A state court in New York has blocked the state from using eminent domain to acquire properties in a West Harlem neighborhood on behalf of Columbia University, faulting the state’s efforts to designate the area as blighted and accusing the university of neglecting properties it has already acquired in the area.
Columbia has been planning a $6.3-billion satellite campus in the neighborhood, known as Manhattanville, and already owns most of the 17-acre tract it wants to build on.
In a 3-to-2 decision released on Thursday, the Appellate Division of the State Supreme Court ruled that the state’s urban-development arm had acted unconstitutionally in trying to designate the neighborhood a blighted area. Under state law, the development agency, known as the Empire State Development Corporation, or ESDC, can acquire blighted or deteriorating property to “improve” for educational, cultural, recreational, or other civic purposes.
Squeezed for space, the university started its quest to expand into Manhattanville in 2001. Administrators saw the tract as a bridge between the university’s Morningside Heights campus and a health-science complex to the north.
At the time the expansion plan began, Columbia already owned two properties in the area, and in 2002, it began acquiring more. It now owns more than 90 percent of the Manhattanville tract, but has been unable to reach deals with the owners of several self-storage facilities and other properties within the site.
The court’s decision does not necessarily halt the expansion plan. The university could yet work out a deal with the owners of the remaining properties or build around them.
In the majority opinion, Justice James M. Catterson wrote that once the state had committed to allowing Columbia to take over the neighborhood, it was “compelled to engineer a public purpose for a quintessentially private development: eradication of blight.”
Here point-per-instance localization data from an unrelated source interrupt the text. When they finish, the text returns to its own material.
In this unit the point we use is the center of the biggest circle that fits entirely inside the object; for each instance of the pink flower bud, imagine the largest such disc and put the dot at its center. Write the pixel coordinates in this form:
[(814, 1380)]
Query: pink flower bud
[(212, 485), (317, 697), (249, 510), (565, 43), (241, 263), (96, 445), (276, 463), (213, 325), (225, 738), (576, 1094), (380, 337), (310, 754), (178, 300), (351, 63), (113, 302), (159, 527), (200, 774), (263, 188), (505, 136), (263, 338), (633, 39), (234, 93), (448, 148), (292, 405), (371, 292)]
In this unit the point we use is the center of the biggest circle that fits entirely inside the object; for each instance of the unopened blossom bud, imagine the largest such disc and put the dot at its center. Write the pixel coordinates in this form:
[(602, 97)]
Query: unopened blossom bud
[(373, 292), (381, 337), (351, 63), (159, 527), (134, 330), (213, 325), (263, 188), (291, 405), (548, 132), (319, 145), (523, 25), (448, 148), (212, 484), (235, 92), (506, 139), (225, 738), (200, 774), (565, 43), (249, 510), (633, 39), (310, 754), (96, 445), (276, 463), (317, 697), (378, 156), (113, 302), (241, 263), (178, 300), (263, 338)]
After Columbia had begun purchasing properties in the neighborhood, it allowed its properties to deteriorate, the ruling says.
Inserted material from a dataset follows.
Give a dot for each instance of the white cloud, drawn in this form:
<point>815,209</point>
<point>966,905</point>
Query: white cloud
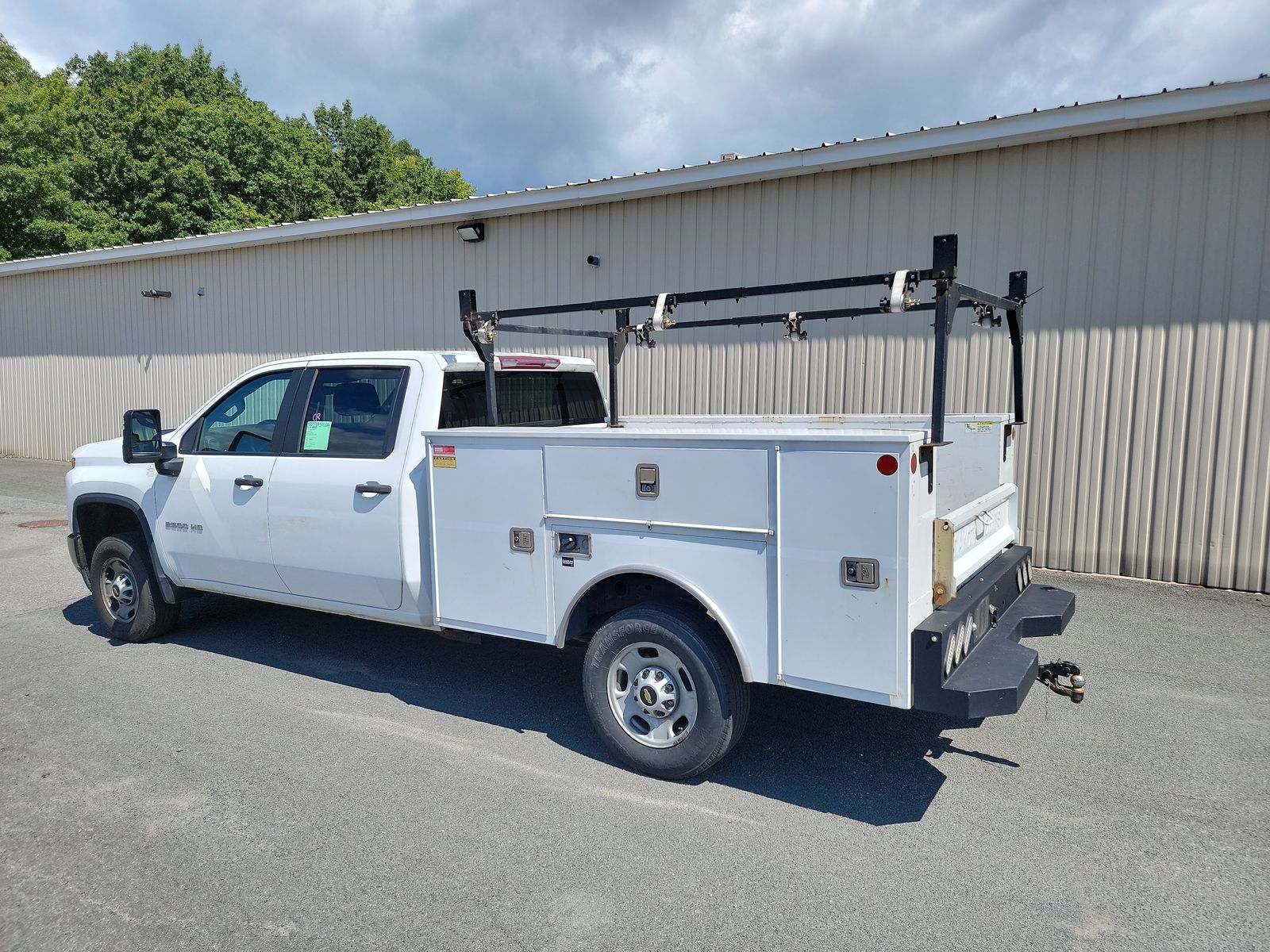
<point>539,93</point>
“It is apparent from the record that ESDC had no intention of determining if Manhattanville was blighted prior to, or apart from Columbia’s control of the area,” he wrote. “The petitioners clearly demonstrate that Columbia … let water-infiltration conditions in property it acquired go unaddressed, even when minor and economically rational repairs could arrest deterioration.”
It also says Columbia ignored building-code violations and “let tenants use premises in violation of local codes and ordinances by parking cars on sidewalks and obstructing fire exits, and maintaining garbage and debris in certain buildings over a period of years.”
One of the other justices in the majority decision joined in Justice Catterson’s opinion, and the third wrote a concurring opinion.
In an e-mail message, Robert Hornsby, a spokesman for Columbia, said that the university had no comment on the ruling and pointed out that the university was not a party in the lawsuit.
Warner Johnston, a spokesman for the Empire State Development Corporation, said that the decision was “wrong and inconsistent with established law” and rulings by New York Court of Appeals, the state’s highest court. He said the agency would appeal the lower court’s decision.